Monday to Thursday last week I drove back from the south of France via route nationale: no autoroutes (motorways with tolls) at all. It was slow but interesting, avoiding the deadening sameness of the motorway. My teen and I slept in the back of the van on a piece of hardboard and foam layered over my ‘buys’. The van was perfumed with bushes of fresh bay leaves and rain water grown rosemary, a gift from my mother, and, later in the journey, with pungent cheeses, a fresh cows milk made by monks in the Bourgogne, and Maroilles from the country of the ch’tis, the northern French.
The radio stopped working so the teen read me stories as I drove from a short volume of the work of Philip K Dick; it was surreal, lulled by the scenery into his claustrophobic schizophrenic world view, so obviously a product of the cold war. The stories are laugh out loud funny, often accurate predictions of the future with the odd lapse such as “he put a new carbon paper in his typewriter”.
On the way to Arras, I stopped at a relais routier restaurant. I wedged the door open with difficulty to be confronted by a grumpy old lady with black hairy chin moles and a cotton pinafore. The tables were set with red tablecloths, white paper napkins and duralex glasses.
“What do you want?” the lady growled.
“Er to eat lunch” I said adding “obviously”.
“How many are you?” she barked.
“Two”
Her eyes narrowed. “Alright” she consented.
“Can I see today’s menu?”
She opened a large sticky plastic backed tome at the bar. Inside were two pieces of paper containing shaky painstaking old person’s handwriting. The menu was pure country French: rognons (kidneys) in red wine being one example. I knew the teen wouldn’t go for the selection so I left. I wish I had eaten there though. In ten years or less I doubt places like that will exist anymore. It occurred to me that the demise of French cooking coincided with the rise of the autoroute. All those small roads with tiny restaurants, where the chefs are often mothers and grandmothers, are now neglected. On the autoroute the view is bland and so is the food. The authenticity and character has been ripped out of travelling for the sake of those great modern destroyers: convenience and speed.
365 Tage
love your holiday report, I was there with you.

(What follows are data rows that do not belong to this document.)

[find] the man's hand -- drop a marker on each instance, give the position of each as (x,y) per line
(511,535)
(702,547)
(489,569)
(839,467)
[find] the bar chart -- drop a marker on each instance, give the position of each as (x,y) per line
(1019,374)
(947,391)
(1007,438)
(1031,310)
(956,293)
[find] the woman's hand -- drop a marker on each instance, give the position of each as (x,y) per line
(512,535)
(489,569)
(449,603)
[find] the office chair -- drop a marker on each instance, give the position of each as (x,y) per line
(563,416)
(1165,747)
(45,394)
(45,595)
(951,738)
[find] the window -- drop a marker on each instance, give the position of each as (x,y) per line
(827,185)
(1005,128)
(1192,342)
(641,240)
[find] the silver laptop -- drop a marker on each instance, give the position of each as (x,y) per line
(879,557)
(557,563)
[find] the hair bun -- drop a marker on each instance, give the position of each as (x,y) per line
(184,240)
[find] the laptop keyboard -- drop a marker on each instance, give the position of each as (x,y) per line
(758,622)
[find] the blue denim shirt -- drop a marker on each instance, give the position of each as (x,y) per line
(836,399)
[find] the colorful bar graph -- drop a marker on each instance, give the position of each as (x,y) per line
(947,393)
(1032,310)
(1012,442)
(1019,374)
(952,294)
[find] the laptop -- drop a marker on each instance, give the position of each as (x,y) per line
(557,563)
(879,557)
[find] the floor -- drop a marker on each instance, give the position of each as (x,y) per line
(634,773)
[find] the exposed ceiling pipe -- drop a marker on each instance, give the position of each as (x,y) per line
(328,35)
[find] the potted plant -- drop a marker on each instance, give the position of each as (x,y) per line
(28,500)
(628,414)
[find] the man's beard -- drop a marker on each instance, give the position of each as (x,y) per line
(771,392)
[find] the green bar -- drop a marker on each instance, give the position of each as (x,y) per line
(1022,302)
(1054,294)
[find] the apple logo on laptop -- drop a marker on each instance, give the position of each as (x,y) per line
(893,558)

France is strange. you go into a boulangerie and say "une baguette, s'il vous plait". Reaction: "QUOI?"
theundergroundrestaurant
Thank you. Glad you enjoyed my bohemian travels thru France.
The Curious Cat
Really enjoy reading about your adventures – lots of gorgeous photos here too! You are inspiring…you really are! xxx
chumbles
Brilliant post, almost in tears; brings back so many memories. Sadly this year, my much more expensive little Polo (than your van), broke down at Folkestone – on the way OVER, dammit.
My first adult main course in France was Rognons and it instantly converted me to eating offal. That such places are rarer and rarer is such a shame, some of my favourite restos in France were also really, really eccentric.
Your experience with the forest reminds me of sleeping in a wood, with a friend in the passenger seat and hearing noises coming closer – I'm 6'+ and 16 stone and I had the car rolling and doing 40 mph within about 15 seconds!
theundergroundrestaurant
thankyou Mr Chumbles!
So what did you do when you broke down?
i've had that too, breaking down as I've driven off the ferry, once on the way to a rave festival in Normandy. This French family took us in, lodged and fed us for 3 days until the car was fixed. I lost their address unfortunately so never properly thanked them.
Douglas Hughes
Nice photos hope you had a fantastic time!